Und bitte, glauben Sie nicht, das Geld wird durch Einsparungen und Reformen in der Verwaltung aufgebracht: Das sind unsere Steuergelder!

Geben ist seliger denn Nehmen

Heißt es in der Bibel. In diesem Sinne hat der Papst immer noch Recht, der einst Österreich als eine »Insel der Seligen« bezeichnete. Nach diesem Vergleich wären wir alle aber lieber unselig. Es wäre für uns an der Zeit aufzuwachen.

Wir wachen auf, blicken verwundert um uns und erkennen die Welt nicht mehr. Nichts ist mehr, wie es war. Das ist der Menschheit schon öfter passiert. Im August 1914 zum Beispiel. Mit dem Ausbruch des Ersten Weltkrieges war das alte Europa wieder einmal unwiderruflich dahin. Den Österreichern erging es so am 5. März 1933, sie wachten auf und hatten kein Parlament und keine Demokratie mehr, dafür die Diktatur des »Millimetternich« Engelbert Dollfuß. Auch an den 12. Februar 1934 kann man nicht oft genug denken.

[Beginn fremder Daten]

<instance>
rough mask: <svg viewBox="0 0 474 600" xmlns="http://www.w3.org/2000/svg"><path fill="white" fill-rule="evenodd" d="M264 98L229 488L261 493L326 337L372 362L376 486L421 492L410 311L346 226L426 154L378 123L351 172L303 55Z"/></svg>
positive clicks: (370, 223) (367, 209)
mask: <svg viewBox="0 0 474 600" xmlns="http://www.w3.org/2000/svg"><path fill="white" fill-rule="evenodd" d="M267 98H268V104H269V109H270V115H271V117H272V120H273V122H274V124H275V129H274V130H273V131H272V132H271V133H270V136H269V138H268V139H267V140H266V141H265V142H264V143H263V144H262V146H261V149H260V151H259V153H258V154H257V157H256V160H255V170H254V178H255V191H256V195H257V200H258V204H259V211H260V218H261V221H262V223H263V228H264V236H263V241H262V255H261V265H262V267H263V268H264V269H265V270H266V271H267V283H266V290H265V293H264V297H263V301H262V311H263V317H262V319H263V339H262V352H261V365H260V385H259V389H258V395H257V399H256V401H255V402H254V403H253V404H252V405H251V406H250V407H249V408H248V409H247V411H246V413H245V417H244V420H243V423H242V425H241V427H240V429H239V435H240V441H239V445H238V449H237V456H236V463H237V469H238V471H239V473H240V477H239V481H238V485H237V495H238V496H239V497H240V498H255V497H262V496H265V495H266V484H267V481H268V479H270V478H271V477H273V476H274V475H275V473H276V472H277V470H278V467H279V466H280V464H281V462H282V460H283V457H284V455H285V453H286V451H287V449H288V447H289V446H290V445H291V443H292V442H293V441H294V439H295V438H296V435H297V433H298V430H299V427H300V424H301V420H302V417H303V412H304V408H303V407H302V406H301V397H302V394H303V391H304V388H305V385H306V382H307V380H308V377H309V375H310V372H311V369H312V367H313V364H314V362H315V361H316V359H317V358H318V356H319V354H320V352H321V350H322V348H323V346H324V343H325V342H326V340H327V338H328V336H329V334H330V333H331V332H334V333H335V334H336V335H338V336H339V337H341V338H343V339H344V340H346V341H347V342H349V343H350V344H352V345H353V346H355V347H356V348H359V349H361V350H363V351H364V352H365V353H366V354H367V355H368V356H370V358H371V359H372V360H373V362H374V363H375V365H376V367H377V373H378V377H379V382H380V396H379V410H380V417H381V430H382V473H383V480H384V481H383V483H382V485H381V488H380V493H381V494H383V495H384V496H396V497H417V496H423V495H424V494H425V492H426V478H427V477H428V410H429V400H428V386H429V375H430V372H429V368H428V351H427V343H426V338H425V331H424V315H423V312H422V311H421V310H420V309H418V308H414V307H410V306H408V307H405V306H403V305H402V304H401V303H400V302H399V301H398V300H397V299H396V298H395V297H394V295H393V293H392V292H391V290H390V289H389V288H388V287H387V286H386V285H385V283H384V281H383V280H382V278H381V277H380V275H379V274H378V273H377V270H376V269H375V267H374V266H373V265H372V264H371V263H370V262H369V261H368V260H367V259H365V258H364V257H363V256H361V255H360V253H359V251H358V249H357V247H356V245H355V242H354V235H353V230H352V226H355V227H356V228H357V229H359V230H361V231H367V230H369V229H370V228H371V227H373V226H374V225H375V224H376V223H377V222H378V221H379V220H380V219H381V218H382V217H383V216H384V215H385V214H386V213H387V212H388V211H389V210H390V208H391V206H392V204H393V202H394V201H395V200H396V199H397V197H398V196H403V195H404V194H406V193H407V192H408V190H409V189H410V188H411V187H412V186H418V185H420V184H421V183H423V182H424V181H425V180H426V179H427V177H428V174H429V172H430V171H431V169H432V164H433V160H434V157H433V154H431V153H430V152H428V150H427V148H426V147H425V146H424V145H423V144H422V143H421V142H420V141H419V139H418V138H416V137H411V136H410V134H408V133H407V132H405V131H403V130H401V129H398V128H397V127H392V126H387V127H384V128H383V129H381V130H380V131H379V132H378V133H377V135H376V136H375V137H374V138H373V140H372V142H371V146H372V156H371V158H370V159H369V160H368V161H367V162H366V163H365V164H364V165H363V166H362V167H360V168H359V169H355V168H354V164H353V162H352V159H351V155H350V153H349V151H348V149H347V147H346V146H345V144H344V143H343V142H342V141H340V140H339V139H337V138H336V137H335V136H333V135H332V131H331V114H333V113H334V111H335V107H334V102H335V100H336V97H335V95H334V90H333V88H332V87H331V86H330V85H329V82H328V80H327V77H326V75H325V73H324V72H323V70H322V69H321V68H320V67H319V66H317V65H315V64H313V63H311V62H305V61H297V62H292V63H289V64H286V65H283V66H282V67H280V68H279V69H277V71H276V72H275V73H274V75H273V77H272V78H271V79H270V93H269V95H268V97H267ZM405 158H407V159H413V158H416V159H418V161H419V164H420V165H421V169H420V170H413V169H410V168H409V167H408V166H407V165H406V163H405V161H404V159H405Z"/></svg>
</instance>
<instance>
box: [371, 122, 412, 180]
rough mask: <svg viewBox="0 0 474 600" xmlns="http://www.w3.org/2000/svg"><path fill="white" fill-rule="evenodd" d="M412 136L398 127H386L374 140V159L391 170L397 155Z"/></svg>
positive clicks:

Nichts als überzogene Vergleiche, in keiner Weise passend auf das, was jetzt passiert, lauter Übertreibungen? Hoffen wir es! Geschossen wird nicht, wie einst am 12. Februar. Auch geht die Demokratie nicht unter. Bloß können in allen europäischen Ländern die Bürger mit ihren Stimmen immer weniger bewegen. Zu Kaisers Zeiten hieß es: »Gegen Demokraten helfen nur Soldaten!« Heute können es in vertrauliche Verhandlungsrunden delegierte Entscheidungen (Stichwort GATS) genauso gut. Internationale Abmachungen, von denen in keinem Wahlkampf die Rede war, von denen »das niedere Volk« nur bruchstückweise erfährt, die aber das Leben jedes Menschen tief greifend verändern und die für alle Staaten bindend sind, helfen gegen Demokraten genauso gut, nein, viel besser als Soldaten.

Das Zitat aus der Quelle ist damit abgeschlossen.